African Union panel on Darfur postpones visit to Sudan
March 28, 2009 (KHARTOUM) – A high level panel established by the African Union (AU) last month look into accountability issues relating to Darfur rescheduled its first visit to the second week of April.
The pro-government Sudanese Media Center (SMC) quoted an unidentified official as saying that the panel was supposed to arrive on Sunday but did not say the reasons behind the delay. This is not the first time the panel’s visit has been postponed.
The SMC reported that the panel will meet with Sudanese president Omer Hassan Al-Bashir and other officials in Khartoum and Darfur as well as civil society groups.
The eight-member panel is comprised of three former African heads of state including South Africa’s Thabo Mbeki, Burundi’s Pierre Buyoya and Nigeria’s General Abu Salam Abu-Bakr.
Other members of the panel include Director of African Rights Rakiya Abdullahi Omar from Somalia, former minister Tiéblé Dramé from Mali, Special Envoy of former President Olusegun Obasanjo on the Trial of suspects of war crimes and human rights violations in Darfur Al-Hajji Mohammed from Nigeria, Judge Florence Mumba from Zambia, and former Foreign Minister of Egypt Ahmed Maher.
In mid-March the panel held its first meeting in the Ethiopian capital Addis Ababa.
The AU acting chairperson Elizabeth Tankeu at the meeting accused the international community and the UNSC of lacking appropriate understanding on issues concerning Darfur and demonstrated ignorance about the ongoing peace process.
“The international community should have a better understanding the situation on the ground, which may help in seeking appropriate solutions” she said.
The panel’s inauguration came almost two weeks after the International Criminal Court (ICC) issued an arrest warrant for Sudanese president Omer Hassan Al-Bashir on seven counts of war crimes and crimes against humanity, which include murder, rape and torture.
The AU criticized the warrant and urged the UN Security Council (UNSC) to invoke Article 16 of the ICC Statute that allows the council to suspend Bashir’s indictment for a period of twelve-months that can be renewed indefinitely.
However Western members of the council rejected any move to halt ICC proceedings despite visits last month by Arab and AU delegations. The panel is to submit a report on its findings to the AU summit next July.
The panel’s detailed mandate include coming up with a proposal for expediting the peace process in Darfur, advise the AU on how to face the challenge of dealing with war crimes and those who commit them and finding a way to achieve reconciliation among the Darfur warring parties.
Some critics have accused the panel of being nothing but an attempt to shield Al-Bashir from the ICC arrest warrant.
Mbeki has been one the main backers of Bashir following the announcement by the ICC prosecutor last July that he presented a case against Bashir to the judges.
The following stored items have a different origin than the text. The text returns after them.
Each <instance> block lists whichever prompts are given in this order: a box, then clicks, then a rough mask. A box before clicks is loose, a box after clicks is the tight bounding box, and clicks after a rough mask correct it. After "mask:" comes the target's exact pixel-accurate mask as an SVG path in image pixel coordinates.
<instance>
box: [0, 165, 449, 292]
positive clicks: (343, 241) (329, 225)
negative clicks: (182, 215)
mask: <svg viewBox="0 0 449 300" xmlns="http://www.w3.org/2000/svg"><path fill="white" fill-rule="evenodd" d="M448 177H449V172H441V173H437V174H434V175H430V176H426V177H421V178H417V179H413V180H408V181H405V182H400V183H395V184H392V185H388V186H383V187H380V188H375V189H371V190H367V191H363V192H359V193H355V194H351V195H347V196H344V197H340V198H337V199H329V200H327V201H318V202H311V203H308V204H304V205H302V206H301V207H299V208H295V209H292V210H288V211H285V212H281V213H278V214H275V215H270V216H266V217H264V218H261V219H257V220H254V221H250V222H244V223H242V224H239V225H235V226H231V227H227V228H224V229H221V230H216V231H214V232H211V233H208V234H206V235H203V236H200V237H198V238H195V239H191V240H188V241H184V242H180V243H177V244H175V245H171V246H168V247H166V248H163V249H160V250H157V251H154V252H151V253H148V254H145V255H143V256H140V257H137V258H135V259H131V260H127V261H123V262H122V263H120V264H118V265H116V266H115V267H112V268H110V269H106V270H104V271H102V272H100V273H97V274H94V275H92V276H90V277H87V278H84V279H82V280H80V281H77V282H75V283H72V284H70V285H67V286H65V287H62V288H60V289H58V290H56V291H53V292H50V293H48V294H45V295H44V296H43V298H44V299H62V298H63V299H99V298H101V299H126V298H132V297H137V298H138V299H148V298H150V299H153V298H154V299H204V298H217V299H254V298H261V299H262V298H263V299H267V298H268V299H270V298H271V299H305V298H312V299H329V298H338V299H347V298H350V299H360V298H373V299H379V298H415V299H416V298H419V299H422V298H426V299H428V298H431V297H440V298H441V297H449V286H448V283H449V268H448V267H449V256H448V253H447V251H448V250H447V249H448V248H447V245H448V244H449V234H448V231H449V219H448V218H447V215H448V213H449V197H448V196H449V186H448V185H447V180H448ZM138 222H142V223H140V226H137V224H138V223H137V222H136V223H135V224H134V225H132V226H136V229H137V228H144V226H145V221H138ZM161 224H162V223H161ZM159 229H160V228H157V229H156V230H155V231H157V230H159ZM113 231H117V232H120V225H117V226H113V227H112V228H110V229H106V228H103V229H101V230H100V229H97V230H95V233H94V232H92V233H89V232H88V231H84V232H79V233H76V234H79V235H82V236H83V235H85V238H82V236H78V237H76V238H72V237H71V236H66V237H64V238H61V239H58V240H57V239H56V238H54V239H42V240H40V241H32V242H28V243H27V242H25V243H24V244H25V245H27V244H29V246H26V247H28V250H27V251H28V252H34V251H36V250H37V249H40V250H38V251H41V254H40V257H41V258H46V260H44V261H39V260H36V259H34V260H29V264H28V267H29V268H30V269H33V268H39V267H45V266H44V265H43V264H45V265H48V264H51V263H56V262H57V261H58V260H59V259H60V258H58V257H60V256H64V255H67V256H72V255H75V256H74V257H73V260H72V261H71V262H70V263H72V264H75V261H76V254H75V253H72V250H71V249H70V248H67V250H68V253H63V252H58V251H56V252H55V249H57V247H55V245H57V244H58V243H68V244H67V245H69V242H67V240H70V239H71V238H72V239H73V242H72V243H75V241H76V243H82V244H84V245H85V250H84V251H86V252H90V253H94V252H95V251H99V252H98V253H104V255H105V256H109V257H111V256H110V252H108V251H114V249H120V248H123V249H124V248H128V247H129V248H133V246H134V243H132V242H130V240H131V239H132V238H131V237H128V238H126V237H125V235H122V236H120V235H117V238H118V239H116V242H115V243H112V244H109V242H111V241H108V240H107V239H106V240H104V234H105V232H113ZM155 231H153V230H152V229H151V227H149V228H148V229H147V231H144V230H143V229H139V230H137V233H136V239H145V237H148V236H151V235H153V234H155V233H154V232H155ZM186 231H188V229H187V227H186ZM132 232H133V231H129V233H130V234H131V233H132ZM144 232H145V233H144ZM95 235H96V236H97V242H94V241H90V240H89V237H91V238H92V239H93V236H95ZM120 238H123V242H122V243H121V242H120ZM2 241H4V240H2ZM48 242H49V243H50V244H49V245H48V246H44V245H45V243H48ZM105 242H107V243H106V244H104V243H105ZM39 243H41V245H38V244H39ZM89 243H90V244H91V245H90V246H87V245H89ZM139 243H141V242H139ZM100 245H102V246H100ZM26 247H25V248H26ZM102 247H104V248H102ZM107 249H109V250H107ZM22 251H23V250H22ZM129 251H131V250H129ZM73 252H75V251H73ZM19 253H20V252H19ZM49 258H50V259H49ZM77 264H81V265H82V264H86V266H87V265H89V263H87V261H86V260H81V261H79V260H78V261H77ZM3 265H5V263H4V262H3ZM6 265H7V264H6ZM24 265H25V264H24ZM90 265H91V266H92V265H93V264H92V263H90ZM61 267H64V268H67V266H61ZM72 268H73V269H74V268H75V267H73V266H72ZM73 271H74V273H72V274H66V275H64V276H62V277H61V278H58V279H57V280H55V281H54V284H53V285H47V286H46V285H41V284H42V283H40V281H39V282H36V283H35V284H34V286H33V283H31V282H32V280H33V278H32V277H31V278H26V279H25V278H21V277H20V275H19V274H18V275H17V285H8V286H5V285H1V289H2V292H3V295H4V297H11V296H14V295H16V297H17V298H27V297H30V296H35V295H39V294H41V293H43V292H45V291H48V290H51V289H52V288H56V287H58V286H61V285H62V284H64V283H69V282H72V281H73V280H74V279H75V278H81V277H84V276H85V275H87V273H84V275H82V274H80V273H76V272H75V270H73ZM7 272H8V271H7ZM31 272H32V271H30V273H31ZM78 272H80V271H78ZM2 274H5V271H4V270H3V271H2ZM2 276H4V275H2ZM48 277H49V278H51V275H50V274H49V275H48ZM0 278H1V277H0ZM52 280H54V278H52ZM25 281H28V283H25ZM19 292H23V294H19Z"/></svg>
But The South African leader defended the panel’s position saying that the AU Union “has taken the clear and unequivocal decision to ensure that where war does anyway break out, all belligerents must know that war crimes, crimes against humanity and other abuses will be punished resolutely, and that a culture of impunity will not be permitted to take root and entrench itself”.
He also said that his panel will not look into the ICC evidence gathered against the Sudanese president.
“It’s not in our mandate to assess the ICC or what it’s done” Mbeki told journalists.
Mbeki’s statements conflict with those made by AU commission chairman Jean Ping last August who said that the panel will look into “what the ICC did or did not do”.
Sudan has rejected any participation by African or foreign judges in its Darfur investigations and insisted that the panel will only review its judiciary system without conducting a full blown investigation.
In 2004 the UNSC formed a UN commission of inquiry to look into Darfur abuses headed by former President of the International Criminal Tribunal for the Former Yugoslavia (ICTY) Italian Antonio Cassese.
The commission concluded that the government did not pursue a policy of genocide in the Darfur region but that Khartoum and government-sponsored Arab militias known as the Janjaweed engaged in “widespread and systematic” abuse that may constitute crimes against humanity.
They further said that Sudanese judiciary is “is unable or unwilling” to prosecute those crimes and thus recommended referring the situation to the ICC.
The UNSC issued resolution 1593 under chapter VII in March 2005 referring the situation in Darfur to the ICC. At the time Tanzania and Benin voted in support of the resolution while Algeria abstained.